Estamos na Faculdade de Letras de Universidade de Lisboa, numa aula pós-laboral de Português para estrangeiros. No início do curso, semestral, a turma tinha vinte alunos, constituída por gente de diversas profissões, um diplomata incluído, que aqui se juntavam para aprender a língua portuguesa. Nas últimas semanas restávamos quatro: dois europeus, uma nigeriana e uma venezuelana.

Aproximando-se a data do exame, perguntei se era possível fazer revisões em vez de "fofocar" em redor da revista Caras. A resposta foi: “Aqui na aula não fazemos revisões, isso faz-se em casa, aqui aprendemos coisas”.

Até posso concordar com esse princípio, mas discordo do conteúdo do curso. Somos pessoas adultas em plena actividade. Precisamos de saber como nos devemos comportar no mundo profissional, responder aos clientes, tratar com os chefes, usando algumas das informações sobre economia e política portuguesa entretanto aprendidas.
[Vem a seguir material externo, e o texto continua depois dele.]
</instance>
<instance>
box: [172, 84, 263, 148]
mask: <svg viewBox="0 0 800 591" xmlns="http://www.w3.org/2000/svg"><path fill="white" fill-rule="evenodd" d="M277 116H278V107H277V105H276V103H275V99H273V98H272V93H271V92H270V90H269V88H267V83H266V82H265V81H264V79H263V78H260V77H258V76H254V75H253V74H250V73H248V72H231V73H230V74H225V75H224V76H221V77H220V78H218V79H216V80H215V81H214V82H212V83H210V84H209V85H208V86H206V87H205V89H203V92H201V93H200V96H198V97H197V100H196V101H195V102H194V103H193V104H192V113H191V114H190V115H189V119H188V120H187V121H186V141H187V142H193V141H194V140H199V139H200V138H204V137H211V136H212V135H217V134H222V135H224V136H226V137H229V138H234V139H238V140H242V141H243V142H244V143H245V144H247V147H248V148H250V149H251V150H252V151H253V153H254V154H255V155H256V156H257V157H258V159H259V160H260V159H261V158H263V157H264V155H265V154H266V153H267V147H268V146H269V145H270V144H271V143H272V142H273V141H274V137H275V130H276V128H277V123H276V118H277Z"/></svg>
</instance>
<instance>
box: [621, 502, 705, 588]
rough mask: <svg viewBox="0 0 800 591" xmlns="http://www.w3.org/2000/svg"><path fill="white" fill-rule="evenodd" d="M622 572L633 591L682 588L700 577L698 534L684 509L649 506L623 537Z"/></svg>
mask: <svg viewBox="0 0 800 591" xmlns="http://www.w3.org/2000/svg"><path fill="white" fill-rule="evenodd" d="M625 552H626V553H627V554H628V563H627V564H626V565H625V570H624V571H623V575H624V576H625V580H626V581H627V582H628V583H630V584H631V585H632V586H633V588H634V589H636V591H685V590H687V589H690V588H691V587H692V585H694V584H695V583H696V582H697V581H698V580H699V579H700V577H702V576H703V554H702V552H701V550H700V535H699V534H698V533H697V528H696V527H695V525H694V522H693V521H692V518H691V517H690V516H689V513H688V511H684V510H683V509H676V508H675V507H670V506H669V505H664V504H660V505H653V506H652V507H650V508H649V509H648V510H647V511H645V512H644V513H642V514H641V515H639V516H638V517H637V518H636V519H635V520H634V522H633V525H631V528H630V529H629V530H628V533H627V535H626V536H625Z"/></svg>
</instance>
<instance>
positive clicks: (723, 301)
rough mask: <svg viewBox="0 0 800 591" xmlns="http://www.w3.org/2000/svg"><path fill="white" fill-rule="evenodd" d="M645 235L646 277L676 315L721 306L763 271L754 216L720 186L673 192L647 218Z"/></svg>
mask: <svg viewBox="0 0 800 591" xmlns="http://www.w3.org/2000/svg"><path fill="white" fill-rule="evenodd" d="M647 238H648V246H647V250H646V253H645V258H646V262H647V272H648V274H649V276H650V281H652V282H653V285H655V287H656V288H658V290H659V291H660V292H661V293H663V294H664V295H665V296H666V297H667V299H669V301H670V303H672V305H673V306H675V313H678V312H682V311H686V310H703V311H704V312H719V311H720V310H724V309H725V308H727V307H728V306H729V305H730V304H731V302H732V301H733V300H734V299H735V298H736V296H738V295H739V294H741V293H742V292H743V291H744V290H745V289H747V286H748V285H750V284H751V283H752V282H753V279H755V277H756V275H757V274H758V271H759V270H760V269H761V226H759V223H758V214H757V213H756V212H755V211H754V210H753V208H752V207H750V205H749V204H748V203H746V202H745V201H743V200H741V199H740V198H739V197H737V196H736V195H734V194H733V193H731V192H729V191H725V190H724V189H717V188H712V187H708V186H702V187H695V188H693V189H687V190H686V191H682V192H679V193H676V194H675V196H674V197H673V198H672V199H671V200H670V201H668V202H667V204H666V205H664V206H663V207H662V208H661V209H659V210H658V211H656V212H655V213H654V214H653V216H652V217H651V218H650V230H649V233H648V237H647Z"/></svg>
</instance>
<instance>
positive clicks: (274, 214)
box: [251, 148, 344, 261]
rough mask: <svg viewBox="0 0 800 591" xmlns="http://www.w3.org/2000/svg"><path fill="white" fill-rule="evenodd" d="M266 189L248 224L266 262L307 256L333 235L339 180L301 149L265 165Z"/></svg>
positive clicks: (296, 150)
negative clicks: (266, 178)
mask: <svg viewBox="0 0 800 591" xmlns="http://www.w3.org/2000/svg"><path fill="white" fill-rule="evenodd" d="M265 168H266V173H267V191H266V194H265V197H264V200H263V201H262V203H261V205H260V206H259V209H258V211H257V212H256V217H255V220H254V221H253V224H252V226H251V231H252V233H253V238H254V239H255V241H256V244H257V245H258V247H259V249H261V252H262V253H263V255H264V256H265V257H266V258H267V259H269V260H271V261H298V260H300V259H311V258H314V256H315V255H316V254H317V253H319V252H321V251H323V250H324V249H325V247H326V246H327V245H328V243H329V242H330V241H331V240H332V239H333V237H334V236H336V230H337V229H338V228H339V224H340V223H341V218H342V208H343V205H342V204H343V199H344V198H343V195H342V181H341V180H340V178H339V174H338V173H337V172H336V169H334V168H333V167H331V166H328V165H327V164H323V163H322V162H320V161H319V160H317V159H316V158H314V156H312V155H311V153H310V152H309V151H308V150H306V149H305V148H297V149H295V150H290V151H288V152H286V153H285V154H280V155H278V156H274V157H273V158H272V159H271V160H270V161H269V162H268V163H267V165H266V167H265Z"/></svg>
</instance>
Levanto duas questões: por que são estas aulas tão mal adequadas à realidade portuguesa e por que não se adaptam em função concreta da realidade dos alunos que as frequentam?

Procuro respostas e constato em primeiro lugar que os professores não foram formados para encarar os desafios pedagógicos de hoje. Uma língua viva não se ensina como o latim – decorando quadros gramaticais – mas falando, de um modo interactivo, com os estudantes.

Em segundo lugar, concluo que o programa nunca precisou de ser mudado porque ninguém na verdade se preocupa com a qualidade do curso. Metade dos alunos vem da China. Pagam 1500 euros cada três meses a fim de terem um nível de português suficiente para estudar na universidade. A outra metade são jovens europeus integrados no programa Erasmus que ficam em Portugal seis meses, o tempo suficiente para aproveitar a vida nocturna de Lisboa.  

Por fim, por uma mágica administrativa, mesmo localizada nos prédios universitários, a escola de língua não faz parte da Universidade. Chama-se a Associação para o Desenvolvimento da Facultade de Letras de Universidade de Lisboa. Todos os professores são pagos através de “recibo verde”. Isso significa que têm que trabalhar das oito às oito para sobreviver.

Infelizmente, esta falta de estímulo profissional encontra-se também noutros sectores económicos portugueses e a sua banalização generalizada talvez justifique a ausência de preocupação por esta péssima imagem com que se fica do ensino e da imagem que o país quer dar de si. No entanto, investir na formação profissional devia ser primordial. Não implica grande custo, permite manter-nos ao corrente em linha com o progresso, eleva a satisfação e auto-estima de empregados, clientes e dirigentes. O português é a sexta língua do mundo. Acho que vale a pena investir na melhoria do seu ensino e na promoção cultural lusófona que abrange muito mais que a cultura das empresas cor-de-rosa.